There are also several optional parameters a user can specify, such as the number of bins (auto_camera/bins=256) to be used in the entropy calculations, as well as height (auto_camera/height=1024) and width (auto_camera/width=1024).

Usage Recommendation: Automatically producing quality camera placements is a difficult task, and not all of the available VQ metrics consistently produce viewpoints that users want to see or find insightful. If users do not have a prior preference, we recommend using the VQ metric DDS Entropy, which is the sum of Data Entropy, Depth Entropy, and Shading Entropy. Marsaglia et al. cite{marsaglialdav} performed a user study that showed that out of the available VQ metrics, DDS Entropy produces viewpoints that scientific experts prefer.

The code below creates a pipeline that first applies a contour filter and then applies the camera filter before declaring a scene.


Fig. 48 The default camera placement for this example.


Fig. 49 The camera placement chosen by the VQ metric DDS Entropy for this example. This example and implementation of the other VQ metrics can be found in auto_camera test.

Cinema Databases

The Cinema specification is a image-based solution for post-hoc exploration of simulation data. The idea behind Cinema is images take many orders of magnitude less disk space than that of the entire simulation data. By saving images instead of the full mesh, we can save data much more frequently, giving users access to more temporal fidelity than would be possible otherwise. For a complete overview, see the SC 14 paper. Other Cinema resources can be found at Cinema Science.

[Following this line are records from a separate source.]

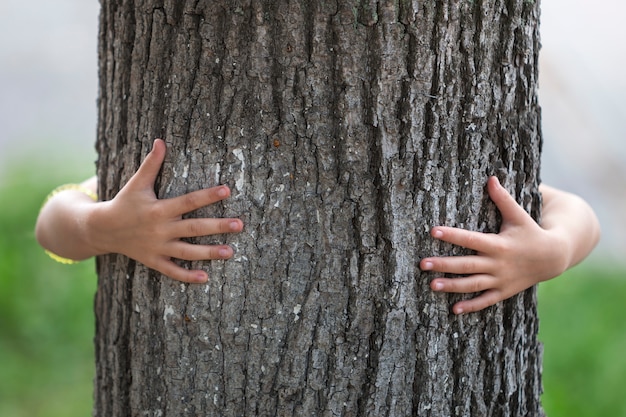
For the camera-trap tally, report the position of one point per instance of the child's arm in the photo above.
(135, 223)
(522, 254)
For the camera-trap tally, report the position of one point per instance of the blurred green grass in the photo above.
(47, 321)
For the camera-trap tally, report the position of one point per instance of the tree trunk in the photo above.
(346, 130)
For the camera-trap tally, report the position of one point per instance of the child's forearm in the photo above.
(573, 219)
(62, 223)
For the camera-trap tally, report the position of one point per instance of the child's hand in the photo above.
(520, 256)
(137, 224)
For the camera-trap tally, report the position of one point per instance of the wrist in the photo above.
(94, 228)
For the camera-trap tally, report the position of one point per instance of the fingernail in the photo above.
(223, 191)
(200, 277)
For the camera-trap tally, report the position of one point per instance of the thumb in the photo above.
(511, 211)
(149, 168)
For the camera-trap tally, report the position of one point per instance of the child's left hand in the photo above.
(521, 255)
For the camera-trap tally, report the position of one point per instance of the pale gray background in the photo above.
(48, 90)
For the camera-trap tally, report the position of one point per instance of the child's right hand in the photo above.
(137, 224)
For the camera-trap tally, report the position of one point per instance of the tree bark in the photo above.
(346, 130)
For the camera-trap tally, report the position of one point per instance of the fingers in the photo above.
(461, 265)
(484, 300)
(475, 284)
(170, 269)
(189, 252)
(205, 227)
(178, 206)
(480, 242)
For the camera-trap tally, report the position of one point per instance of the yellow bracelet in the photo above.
(66, 187)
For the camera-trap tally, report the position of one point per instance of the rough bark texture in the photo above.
(346, 129)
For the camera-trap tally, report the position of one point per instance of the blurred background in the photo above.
(48, 90)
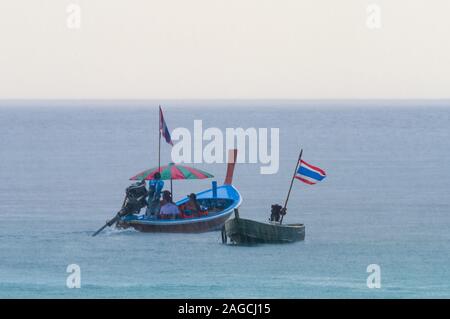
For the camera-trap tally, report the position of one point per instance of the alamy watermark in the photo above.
(74, 278)
(73, 20)
(374, 279)
(373, 20)
(262, 148)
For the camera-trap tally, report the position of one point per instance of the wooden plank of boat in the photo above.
(246, 231)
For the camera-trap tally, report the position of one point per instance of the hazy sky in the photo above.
(224, 49)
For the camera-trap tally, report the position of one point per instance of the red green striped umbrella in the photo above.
(172, 171)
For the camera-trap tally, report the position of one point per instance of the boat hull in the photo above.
(198, 226)
(220, 203)
(245, 231)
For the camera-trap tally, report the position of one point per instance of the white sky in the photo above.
(293, 49)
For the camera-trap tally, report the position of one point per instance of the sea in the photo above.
(378, 226)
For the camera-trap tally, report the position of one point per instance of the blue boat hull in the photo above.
(220, 203)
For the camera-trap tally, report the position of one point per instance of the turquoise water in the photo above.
(385, 201)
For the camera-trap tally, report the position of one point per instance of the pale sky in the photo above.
(175, 49)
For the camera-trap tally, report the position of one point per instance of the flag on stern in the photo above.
(163, 128)
(309, 174)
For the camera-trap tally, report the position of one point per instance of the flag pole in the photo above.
(292, 182)
(159, 142)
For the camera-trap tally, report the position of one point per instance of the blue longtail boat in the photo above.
(219, 203)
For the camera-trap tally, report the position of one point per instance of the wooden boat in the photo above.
(246, 231)
(219, 202)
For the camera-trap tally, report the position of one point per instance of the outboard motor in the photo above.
(135, 199)
(133, 203)
(276, 212)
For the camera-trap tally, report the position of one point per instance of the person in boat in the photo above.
(168, 208)
(192, 207)
(155, 187)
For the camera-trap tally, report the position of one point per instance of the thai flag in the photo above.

Ascent currently supports the creation of the Astaire specification (spec A) which captures images of the scene from positions on a spherical camera. The number of images are captured in the parameters phi and theta. phi specifies the number of divisions along the polar angle and theta specifies the number of divisions along the azimuth. For example, if phi = 4 and theta = 8 then the resulting database will contain 4 * 8 images per time step. The Cinema database can then be explored in a supported viewer. In the future we hope to integrate a web-based viewer to enable exploration of the Cinema database as the simulation is running.

conduit::Node scenes;
scenes["scene1/plots/plt1/type"]         = "pseudocolor";
scenes["scene1/plots/plt1/params/field"] = "braid";
// setup required cinema params
scenes["scene1/renders/r1/type"] = "cinema";
scenes["scene1/renders/r1/phi"] = 2;
scenes["scene1/renders/r1/theta"] = 2;
scenes["scene1/renders/r1/db_name"] = "example_db";

A full code example can be found in the test suite’s Cinema test.